How to Hyphenate Minutes

Knowing when to properly use hyphens is often confusing. Hyphenating minute measurements can be especially challenging. However, numbers still follow the same set of rules regarding when and when not to hyphenate. Minutes are usually only hyphenated when they're used in a sentence or phrase as a compound adjective to describe a noun. Whether or not to hyphenate numbers also depends on the way the number is written. When spelled out, numbers one through ten do not require a hyphen. If you spell out 23, though, it's written "twenty-three."

Using hyphenation for minutes

Examine the phrase or sentence you've written or plan to write. Pay close attention to the sentence structure and how minutes will be used in the sentence.

Determine whether you're using the number of minutes as an adjective to describe a noun. If so, hyphenate. For example, "Lisa took a 30-minute jog" is hyphenated between the number and minute measurement because it specifically describes the duration of Lisa's jog.

Refrain from hyphenating the number of minutes if they're not modifying the noun. For example, you wouldn't hyphenate "Lisa's jog lasted 30 minutes" because in this case, "30 minutes" isn't an adjective.


An easy rule of thumb in most cases is that it's not necessary to hyphenate when the word "minute" ends in "s." For example, you wouldn't put a hyphen before "minutes" in the sentence "Joey showered for 15 minutes." However, it is correct to hyphenate in this case: "Joey took a 15-minute shower." Let the presence or absence of an "s" after "minute" be your guide.

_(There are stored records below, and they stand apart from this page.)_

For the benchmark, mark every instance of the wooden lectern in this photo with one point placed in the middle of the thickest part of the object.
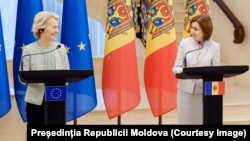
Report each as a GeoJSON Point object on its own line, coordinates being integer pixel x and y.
{"type": "Point", "coordinates": [212, 105]}
{"type": "Point", "coordinates": [55, 111]}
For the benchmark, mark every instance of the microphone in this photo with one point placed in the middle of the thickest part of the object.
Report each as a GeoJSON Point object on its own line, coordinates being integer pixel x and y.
{"type": "Point", "coordinates": [57, 47]}
{"type": "Point", "coordinates": [185, 59]}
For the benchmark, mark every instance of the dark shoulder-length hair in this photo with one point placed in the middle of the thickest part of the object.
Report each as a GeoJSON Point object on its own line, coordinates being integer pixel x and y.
{"type": "Point", "coordinates": [205, 23]}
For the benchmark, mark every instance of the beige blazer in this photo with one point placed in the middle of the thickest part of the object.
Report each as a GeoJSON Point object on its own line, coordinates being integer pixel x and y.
{"type": "Point", "coordinates": [208, 56]}
{"type": "Point", "coordinates": [35, 91]}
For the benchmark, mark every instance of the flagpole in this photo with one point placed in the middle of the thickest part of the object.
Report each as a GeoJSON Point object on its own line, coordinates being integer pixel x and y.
{"type": "Point", "coordinates": [119, 120]}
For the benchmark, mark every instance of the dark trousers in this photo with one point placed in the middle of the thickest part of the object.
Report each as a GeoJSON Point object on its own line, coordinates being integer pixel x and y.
{"type": "Point", "coordinates": [35, 114]}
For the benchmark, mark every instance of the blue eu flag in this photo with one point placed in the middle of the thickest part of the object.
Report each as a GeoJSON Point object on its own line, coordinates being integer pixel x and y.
{"type": "Point", "coordinates": [26, 10]}
{"type": "Point", "coordinates": [81, 96]}
{"type": "Point", "coordinates": [5, 103]}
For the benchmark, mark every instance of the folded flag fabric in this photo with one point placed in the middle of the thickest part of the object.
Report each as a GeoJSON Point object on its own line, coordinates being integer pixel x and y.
{"type": "Point", "coordinates": [214, 88]}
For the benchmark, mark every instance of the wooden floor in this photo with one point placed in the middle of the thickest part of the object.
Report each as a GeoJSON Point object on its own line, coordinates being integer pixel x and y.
{"type": "Point", "coordinates": [235, 111]}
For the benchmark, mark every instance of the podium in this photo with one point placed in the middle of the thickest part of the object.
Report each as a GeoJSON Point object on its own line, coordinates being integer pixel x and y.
{"type": "Point", "coordinates": [212, 105]}
{"type": "Point", "coordinates": [55, 110]}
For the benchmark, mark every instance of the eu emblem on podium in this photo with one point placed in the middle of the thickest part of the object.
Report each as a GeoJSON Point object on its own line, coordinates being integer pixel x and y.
{"type": "Point", "coordinates": [55, 93]}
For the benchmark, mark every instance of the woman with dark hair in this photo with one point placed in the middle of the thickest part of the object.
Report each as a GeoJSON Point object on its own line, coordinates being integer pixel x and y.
{"type": "Point", "coordinates": [195, 51]}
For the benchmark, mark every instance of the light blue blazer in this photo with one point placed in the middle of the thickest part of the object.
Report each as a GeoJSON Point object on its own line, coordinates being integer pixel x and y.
{"type": "Point", "coordinates": [35, 91]}
{"type": "Point", "coordinates": [209, 55]}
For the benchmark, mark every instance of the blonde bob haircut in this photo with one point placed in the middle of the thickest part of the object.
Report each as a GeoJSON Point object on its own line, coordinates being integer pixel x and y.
{"type": "Point", "coordinates": [206, 25]}
{"type": "Point", "coordinates": [40, 20]}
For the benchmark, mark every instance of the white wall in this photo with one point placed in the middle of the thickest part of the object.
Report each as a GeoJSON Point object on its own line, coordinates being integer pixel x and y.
{"type": "Point", "coordinates": [233, 54]}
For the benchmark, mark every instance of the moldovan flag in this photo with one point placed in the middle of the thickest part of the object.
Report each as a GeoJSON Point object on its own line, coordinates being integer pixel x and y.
{"type": "Point", "coordinates": [161, 48]}
{"type": "Point", "coordinates": [120, 82]}
{"type": "Point", "coordinates": [193, 8]}
{"type": "Point", "coordinates": [5, 103]}
{"type": "Point", "coordinates": [214, 88]}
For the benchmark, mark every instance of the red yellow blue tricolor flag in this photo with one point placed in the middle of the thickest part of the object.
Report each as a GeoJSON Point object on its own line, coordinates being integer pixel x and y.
{"type": "Point", "coordinates": [214, 88]}
{"type": "Point", "coordinates": [193, 8]}
{"type": "Point", "coordinates": [120, 82]}
{"type": "Point", "coordinates": [161, 47]}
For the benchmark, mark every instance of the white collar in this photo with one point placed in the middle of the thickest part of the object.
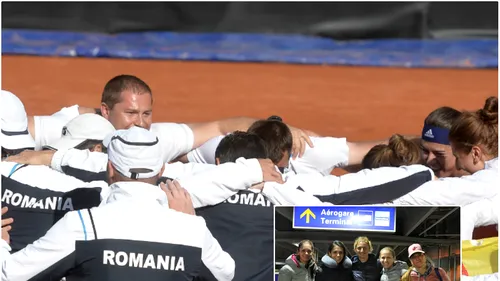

With numbers greater than 10 such as "forty-three," it's acceptable and usually less confusing to write the number as "43." If you're spelling out a hyphenated number as a compound adjective, write the number as you normally would and disregard the hyphen between the number and "minute." For example, you'd write "We took a 25-minute break." However, if you spelled out the number, you'd write "We took a twenty-five minute break."


The hyphenation rule with minutes applies to most number-based adjectives. For example, "Mike caught a 12-pound fish" or "Bill bought Tiffany a 24-karat diamond ring."